Below are images of the day’s shelving and snapshots of some finds inside the collection.
On April 8, 2016, Profs. Alan Lovegreen, Jason Ellis, and Laura Westengard began moving the core magazine component of the Science Fiction Collection into the City Tech Library Archives.
The City Tech Ursula C. Schwerin Library prepared approximately 400 linear feet of shelving space for the collection as shown to the left before the collection began to be moved from Alan and Jason’s offices where the books had been temporarily stored during this phase of the collection’s preparation.
After moving nearly all of the magazine component of the collection into the Archives, the shelves take on new life with Amazing Stories, Astounding, Asimov’s, the Magazine of Fantasy and Science Fiction, If, Galaxy, and much more!
Close-ups of the magazines on the shelves:
The rows of shelves begin to fill with the Science Fiction Collection’s magazines.
On March 3, 2016, the Science Fiction Collection arrived at the City Tech loading dock. With help from City Tech’s Buildings and Grounds personnel, Alan Lovegreen and Jason Ellis moved the boxed collection into their offices while the City Tech Library prepared the archives space to receive the collection.
Thanks to our understanding officemates and colleagues, about half of the collection’s 145 boxes were stored temporarily in Alan Lovegreen’s office.
And, the other half were stored in Jason Ellis’ office.
In January 2016, an anonymous donor with a large, completist collection of Science Fiction magazines (focusing on the 1950s to the present but going as far back as the 1930s and 1940s), novels, and criticism approached Prof. Alan Lovegreen about the possibility of City Tech accepting the collection as a gift.

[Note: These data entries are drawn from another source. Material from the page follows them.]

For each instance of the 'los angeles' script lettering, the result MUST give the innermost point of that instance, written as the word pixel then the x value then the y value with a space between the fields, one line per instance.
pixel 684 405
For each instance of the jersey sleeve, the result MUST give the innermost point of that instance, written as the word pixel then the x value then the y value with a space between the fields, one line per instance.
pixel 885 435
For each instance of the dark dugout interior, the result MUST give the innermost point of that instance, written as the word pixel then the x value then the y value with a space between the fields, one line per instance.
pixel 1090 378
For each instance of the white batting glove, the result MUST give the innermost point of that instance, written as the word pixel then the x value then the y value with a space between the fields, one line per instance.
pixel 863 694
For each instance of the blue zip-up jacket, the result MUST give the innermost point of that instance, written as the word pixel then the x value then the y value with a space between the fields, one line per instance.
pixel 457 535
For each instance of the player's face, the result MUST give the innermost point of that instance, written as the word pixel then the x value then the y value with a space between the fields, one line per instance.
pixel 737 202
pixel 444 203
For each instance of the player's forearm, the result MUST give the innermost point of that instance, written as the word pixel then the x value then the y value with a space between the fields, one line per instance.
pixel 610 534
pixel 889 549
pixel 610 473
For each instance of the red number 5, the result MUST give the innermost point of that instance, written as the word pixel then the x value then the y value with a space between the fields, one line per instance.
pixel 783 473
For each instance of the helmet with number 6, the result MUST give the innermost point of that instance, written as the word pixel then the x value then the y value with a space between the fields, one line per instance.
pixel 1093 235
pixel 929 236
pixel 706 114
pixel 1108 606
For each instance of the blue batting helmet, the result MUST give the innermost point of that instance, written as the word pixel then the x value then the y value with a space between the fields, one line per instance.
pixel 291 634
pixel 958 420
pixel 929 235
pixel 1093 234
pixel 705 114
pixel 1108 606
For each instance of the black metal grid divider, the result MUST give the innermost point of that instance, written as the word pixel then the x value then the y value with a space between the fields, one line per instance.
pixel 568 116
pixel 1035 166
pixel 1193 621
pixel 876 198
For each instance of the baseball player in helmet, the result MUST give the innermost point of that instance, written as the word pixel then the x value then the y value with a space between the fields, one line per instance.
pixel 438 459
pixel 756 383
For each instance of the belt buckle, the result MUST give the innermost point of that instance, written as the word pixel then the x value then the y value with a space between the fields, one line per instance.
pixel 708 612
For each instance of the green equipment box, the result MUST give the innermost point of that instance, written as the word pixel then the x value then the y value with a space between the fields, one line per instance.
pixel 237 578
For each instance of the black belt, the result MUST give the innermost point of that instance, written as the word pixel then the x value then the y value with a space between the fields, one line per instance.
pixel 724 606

Alan asked Prof. Jason Ellis to collaborate on a proposal to City Tech to fund the relocation of the collection to Brooklyn and making the collection available through the City Tech Library’s Archives and Special Collections.
After gaining the support of Chief Librarian Maura Smale, Archivist Keith Muchowski, and Librarian Anne Leonard, and presenting their proposal to English Chair Nina Bannett, Interim Dean of Arts and Sciences Justin Vazquez-Poritz, Provost Bonne August, and Special Assistant to the President Stephen Soiffer, Alan and Jason made a formal proposal to the City Tech Foundation for funding of the project.
The City Tech Foundation graciously approved and funded the proposed relocation of the donor’s generous gift of the Science Fiction collection to City Tech. Alan then began coordinating with the donor and a moving company to bring the books to Brooklyn, and in turn, with City Tech’s Buildings and Grounds to move the books into the Namm Building. The City Tech Library began preparing space inside their Archives and Special Collections to accommodate the donated collection.
In addition to the City Tech Foundation providing generous funding for the relocation of the collection to Brooklyn, NY, Dean Justin Vazquez-Poritz provided additional funding for the purchase of needed archival materials and boxes, which were delivered to the City Tech Library’s Archives and Special Collections.
The photos to the left, courtesy of the donor, capture in broad strokes the extent of the collection as it was before being prepared for relocation from the donor’s location to Brooklyn, NY.